Stephanie Brown

Postdoc in the Observational Relativity and Cosmology department

What is your current position at our institute?

I'm a postdoctoral researcher in the Observational Relativity and Cosmology department.

What is your academic education?

  • Bachelors of Science with Honors in Astronomy and Astrophysics from The Eberly College of Science at Pennsylvania State University (USA)
  • PhD in Physics at Leibniz University Hannover and the Max Planck Institute for Gravitational Physics

What were your previous academic positions?

  • Undergraduate Research Assistant with the AEgIS collaboration at CERN
  • Undergraduate Research Assistant with Dr. Eracleous in the Astronomy and Astrophysics department of Pennsylvania State University
  • Undergraduate Research Assistant at the Institute for Gravitation and the Cosmos at Pennsylvania State University
  • Summer Student in the Observational Relativity and Cosmology group at AEI Hannover
  • PhD student in the Observational Relativity and Cosmology group at AEI Hannover

How and when did you choose to do physics?

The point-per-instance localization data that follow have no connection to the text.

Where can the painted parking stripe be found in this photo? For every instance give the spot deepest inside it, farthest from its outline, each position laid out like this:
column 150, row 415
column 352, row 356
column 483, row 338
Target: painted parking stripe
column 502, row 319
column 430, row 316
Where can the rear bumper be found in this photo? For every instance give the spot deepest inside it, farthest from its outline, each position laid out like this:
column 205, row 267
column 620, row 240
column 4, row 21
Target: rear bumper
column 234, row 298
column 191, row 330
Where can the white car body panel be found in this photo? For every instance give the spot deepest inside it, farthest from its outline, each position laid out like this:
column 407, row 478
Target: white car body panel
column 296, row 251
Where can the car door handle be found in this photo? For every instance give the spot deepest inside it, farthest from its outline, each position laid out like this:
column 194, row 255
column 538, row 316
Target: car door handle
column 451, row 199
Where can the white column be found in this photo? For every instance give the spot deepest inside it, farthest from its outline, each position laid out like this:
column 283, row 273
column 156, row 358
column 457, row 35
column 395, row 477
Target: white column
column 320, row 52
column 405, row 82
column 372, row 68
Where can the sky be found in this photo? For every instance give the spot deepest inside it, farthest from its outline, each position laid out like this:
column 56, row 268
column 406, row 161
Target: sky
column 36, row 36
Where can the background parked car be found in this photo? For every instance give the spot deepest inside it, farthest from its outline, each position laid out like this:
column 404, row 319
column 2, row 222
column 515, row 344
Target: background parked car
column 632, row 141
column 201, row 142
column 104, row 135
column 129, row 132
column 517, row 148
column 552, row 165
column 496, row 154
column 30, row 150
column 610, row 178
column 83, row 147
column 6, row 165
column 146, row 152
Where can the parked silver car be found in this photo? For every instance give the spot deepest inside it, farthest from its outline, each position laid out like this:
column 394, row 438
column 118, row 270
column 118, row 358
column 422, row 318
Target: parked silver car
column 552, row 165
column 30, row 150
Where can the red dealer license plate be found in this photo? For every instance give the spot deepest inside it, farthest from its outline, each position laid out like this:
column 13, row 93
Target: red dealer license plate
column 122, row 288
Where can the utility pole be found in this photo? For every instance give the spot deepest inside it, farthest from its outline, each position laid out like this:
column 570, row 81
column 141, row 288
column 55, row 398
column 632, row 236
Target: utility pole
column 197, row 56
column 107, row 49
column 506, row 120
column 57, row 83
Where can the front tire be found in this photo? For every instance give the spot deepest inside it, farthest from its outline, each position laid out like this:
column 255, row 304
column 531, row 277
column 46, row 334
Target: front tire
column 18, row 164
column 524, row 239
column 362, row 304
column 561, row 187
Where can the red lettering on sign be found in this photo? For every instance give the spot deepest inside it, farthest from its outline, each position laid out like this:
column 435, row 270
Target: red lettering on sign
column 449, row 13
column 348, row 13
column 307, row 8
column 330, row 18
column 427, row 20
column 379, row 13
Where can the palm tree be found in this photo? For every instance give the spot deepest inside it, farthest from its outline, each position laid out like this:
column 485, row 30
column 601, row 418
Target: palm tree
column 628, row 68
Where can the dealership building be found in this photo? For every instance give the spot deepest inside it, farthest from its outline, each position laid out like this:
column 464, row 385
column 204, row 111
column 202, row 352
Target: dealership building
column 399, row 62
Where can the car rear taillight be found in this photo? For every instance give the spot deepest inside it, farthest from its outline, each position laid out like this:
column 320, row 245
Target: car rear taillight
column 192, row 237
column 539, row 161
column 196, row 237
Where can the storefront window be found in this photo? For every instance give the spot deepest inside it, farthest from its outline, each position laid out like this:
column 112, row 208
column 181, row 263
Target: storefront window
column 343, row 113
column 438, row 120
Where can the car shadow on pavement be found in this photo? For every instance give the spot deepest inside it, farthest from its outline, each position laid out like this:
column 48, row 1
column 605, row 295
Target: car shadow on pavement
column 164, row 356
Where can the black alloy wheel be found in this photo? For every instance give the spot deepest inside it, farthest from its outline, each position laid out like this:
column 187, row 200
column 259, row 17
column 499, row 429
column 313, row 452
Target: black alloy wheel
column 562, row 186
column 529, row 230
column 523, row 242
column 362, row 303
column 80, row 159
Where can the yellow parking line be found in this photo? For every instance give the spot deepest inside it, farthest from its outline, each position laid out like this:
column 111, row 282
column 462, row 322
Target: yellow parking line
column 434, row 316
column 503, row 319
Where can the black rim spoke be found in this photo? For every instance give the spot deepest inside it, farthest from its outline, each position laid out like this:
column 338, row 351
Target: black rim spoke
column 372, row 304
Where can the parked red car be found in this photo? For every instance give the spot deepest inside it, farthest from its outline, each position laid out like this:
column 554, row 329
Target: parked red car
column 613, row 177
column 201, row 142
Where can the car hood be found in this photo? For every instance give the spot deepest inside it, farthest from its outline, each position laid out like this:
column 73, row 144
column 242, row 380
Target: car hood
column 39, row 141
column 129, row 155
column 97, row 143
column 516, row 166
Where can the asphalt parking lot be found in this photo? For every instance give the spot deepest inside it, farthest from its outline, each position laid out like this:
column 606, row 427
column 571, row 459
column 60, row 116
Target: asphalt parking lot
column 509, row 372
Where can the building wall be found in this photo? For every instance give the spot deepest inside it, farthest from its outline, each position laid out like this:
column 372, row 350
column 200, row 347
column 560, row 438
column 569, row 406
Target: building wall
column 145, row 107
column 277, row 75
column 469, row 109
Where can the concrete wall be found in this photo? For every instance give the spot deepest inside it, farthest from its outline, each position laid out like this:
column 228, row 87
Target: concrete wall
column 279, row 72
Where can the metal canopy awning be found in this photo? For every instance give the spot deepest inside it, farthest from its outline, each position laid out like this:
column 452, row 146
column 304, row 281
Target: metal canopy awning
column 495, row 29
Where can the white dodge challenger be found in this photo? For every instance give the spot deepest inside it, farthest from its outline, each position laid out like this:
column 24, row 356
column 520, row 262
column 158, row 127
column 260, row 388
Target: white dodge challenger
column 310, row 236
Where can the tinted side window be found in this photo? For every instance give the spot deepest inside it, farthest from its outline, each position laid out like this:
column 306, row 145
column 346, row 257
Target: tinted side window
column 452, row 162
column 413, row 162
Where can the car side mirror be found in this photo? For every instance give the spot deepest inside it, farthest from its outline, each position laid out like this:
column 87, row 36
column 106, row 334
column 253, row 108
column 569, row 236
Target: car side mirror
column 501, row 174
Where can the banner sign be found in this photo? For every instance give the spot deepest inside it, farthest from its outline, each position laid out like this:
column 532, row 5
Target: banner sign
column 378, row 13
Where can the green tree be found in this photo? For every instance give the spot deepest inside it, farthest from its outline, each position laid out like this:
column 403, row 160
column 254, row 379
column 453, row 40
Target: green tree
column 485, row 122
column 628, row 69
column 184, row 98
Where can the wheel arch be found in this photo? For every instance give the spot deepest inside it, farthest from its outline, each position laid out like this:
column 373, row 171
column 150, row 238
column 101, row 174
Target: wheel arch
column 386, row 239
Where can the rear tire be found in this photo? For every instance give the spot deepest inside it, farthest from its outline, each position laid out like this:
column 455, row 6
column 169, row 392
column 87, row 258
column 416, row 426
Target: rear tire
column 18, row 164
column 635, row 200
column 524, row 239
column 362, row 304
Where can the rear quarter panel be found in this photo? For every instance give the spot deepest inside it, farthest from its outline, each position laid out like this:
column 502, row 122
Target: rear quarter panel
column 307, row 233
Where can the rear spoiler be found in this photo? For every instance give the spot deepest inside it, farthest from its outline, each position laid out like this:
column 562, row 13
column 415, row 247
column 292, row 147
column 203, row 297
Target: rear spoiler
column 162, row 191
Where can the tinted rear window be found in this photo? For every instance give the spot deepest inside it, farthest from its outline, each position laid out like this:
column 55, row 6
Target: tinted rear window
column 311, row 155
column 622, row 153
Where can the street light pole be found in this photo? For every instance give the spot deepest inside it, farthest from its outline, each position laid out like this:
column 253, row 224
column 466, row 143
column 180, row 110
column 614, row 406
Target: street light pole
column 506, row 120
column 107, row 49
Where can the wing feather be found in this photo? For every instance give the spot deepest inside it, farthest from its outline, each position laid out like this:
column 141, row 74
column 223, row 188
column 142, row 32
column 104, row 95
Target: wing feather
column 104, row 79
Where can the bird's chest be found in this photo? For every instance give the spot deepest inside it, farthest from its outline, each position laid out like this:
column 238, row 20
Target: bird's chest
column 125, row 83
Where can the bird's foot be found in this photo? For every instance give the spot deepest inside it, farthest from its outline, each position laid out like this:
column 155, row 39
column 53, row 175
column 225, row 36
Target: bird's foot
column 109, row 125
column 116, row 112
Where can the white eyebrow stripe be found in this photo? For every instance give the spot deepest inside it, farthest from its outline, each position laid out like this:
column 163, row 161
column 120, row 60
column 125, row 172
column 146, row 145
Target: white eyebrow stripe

I've wanted to be a physicist since I was 13 or 14 thanks to scientific outreach programs at the National Superconducting Cyclotron Laboratory

Can you please describe your research in general terms?

I study gravitational waves from binary neutron stars and how they can be used to understand the physics of neutron stars and how nuclear matter behaves in extreme conditions. I also explore how neutron stars might be different in theories of gravity beyond Einstein's theory of general relativity.

Do you have a favourite figure from a paper you (co-)authored?

This figure shows a set of neutron star mass radius curves defined by chiral effective field theory.  Each gray-black line represents a single equation of state. We performed bayesian parameter estimation on the gravitational wave event GW170817 and were able to constrain the mass and radius of a neutron star. The shading of the lines is proportional to the posterior probability of the equation of state (the darker the line, the more probable it is) with the very light grey lines being ruled out entirely.  The orange and blue solid curves show the one dimensional posteriors on the mass and radius of the two neutron stars in GW170817 and the dotted lines are the priors.  Quoted values are the median and the 90th percentile limits (5th and 95th percentile).

What would you recommend to a young woman wanting to start a career in physics?

My advice is simply 'go for it': apply for that program, email that professor, take that class, ask questions.  You might be rejected or you might fail, but if you don't try, you absolutely won't succeed.